Comme tu as déjà expérimenté ces instants flottants, ces quelques moments où ta vie s'arrête, où tu ne penses à rien, où tu sens passer le temps sans être capable d'en compter les secondes, où tu observes sans réfléchir les mouvements et la vie autour de toi comme pour t'en imprégner, comme tu as déjà vécu ça des dizaines de fois, alors je vais te parler de l'absence. Et un peu de poésie.
En neurologie, l'absence est un phénomène épileptique, avec des symptômes cliniques spécifiques, liés à une suractivité cérébrale anormale : perte brusque du contact avec regard vitreux, aréactivité aux stimuli, des phénomènes toniques (raidissement du tronc), cloniques (clignement des paupières, ...), le reste relève d'une maladie. Tenons-nous en à ces quelques éléments. Jusque là, rien de très effrayant.
Cette absence, j'y vois parfois un événement métaphysique. Comme si les éléments voulaient te signifier quelque chose. Les planètes, Dieu ou la Force, quelque soit le concept auquel on adhère : comme si un truc supérieur te donnait subitement la possibilité de communiquer directement avec lui. Sauf que, en général, je ne retire rien de ces moments que je crois être de communion. Alors je me dis que je suis stupide. Stupide de ne pas être capable de comprendre les signes. Ou stupide d'imaginer des trucs pareils.

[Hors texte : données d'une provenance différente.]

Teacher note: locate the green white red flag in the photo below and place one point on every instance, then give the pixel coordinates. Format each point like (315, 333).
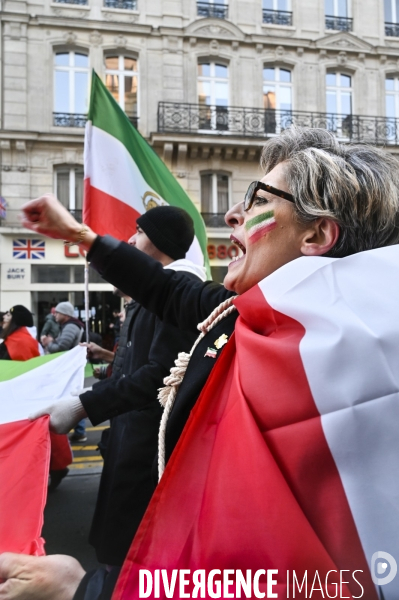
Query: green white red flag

Bref, ces moments d'absence, ce sont de petites pépites, justement parce qu'on ne sait pas vraiment quoi en penser. Un vrai défi intellectuel. Et bien je t'en lance un, moi, de défi. Va voir Visage, de Tsai Ming-Liang. 2h18 de ces moments d'absence, mis bout à bout.
Attention, "spoiler" ...
Kang est chinois. Il ne parle pas français. Il veut tourner au Louvre un film reprenant le mythe de Salomé. Avec Laetitia Casta en Salomé. Et Jean-Pierre Léaud. Et un cerf (qui, rappelons-le, est le symbole de l'innocence, du sauveur qui doit être sacrifié ...). Et Fanny Ardant, aussi. Hic : la mère de Kang décède. Le rituel chinois d'accompagnement des morts est long, le film prend du retard. Sauf que Léaud, vieillissant, perd la tête : le film est en danger. Et que Casta, en trop jeune fille, sombre dans une dépression que sa beauté lui interdit. Et c'est à Ardant, apparemment, de faire tenir tout ça. Les silences sont pesants, entre les protagonistes. Ardant veille sur le double vivant de son Truffaut disparu, mais remplace peu à peu la mère de Kang. Celui-ci a des amours fugaces (Amalric, la nuit tombée, dans les Tuileries), mais est hypnotisé par la beauté de Casta. Celle-ci est dans la lumière mais ne rêve que d'ombre. Elle est à la fois bourrelle et victime de son image. Chacun appréhende l'autre par le sensible. Seule Ardant garde un certain contact avec la réalité. Tu le vois, l'absence, dans ces moments-là, est d'une richesse précieuse, mais indéfinissable, et si elle dure, oppressante.
Souvent, ces absences sont l'occasion de redécouvrir des pans entiers de réalité. Celle-ci apparaît tantôt plus crue, tantôt plus douce, souvent plus poétique et vivante qu'on ne le croyait. Ce sont des moments de reconnexion ... par la déconnexion.
Ming-Liang, s'il a cherché à développer ces aspects, n'a peut-être pas fait d'erreur en soignant sa photographie. Les images sont toutes plus belles les unes que les autres. Ces miroirs dans les Tuileries, la nuit venue, sous la neige, démultipliant l'espace et les gens, comme autant de Vanités, mais comme autant de points de vue sur l'instant qui, déjà, n'est plus ... Ces courses dans les couloirs souterrains du Louvre, le tissu volant au vent, la respiration coupée ... Ardant se regardant avec Léaud dans un miroir et ne pouvant empêcher un "C'est étrange, non ? Vraiment étrange ..." qui nous lance un frisson dans la nuque ... Kang et Léaud jouant avec un oiseau ... Casta dans son délire d'ombre et de lumière, simplement éclairée au briquet ... Tout est d'une poésie infinie. Tout est contemplatif. Tout est étrange.
Etrange, oui. Qui vire au dérangeant, par moment, parce que, contrairement à nos absences, souvent courtes et involontaires, celles-ci sont imposées et durables. Des scènes de cinq, dix minutes. des plans fixes insoutenables. Qui provoquent l'ennui, parfois, sans doute à cause de la saturation.
Et finalement, il n'y a que ça de vrai : la réalité vs la rêverie, c'est un thème inépuisable. Mais qui peut être épuisant.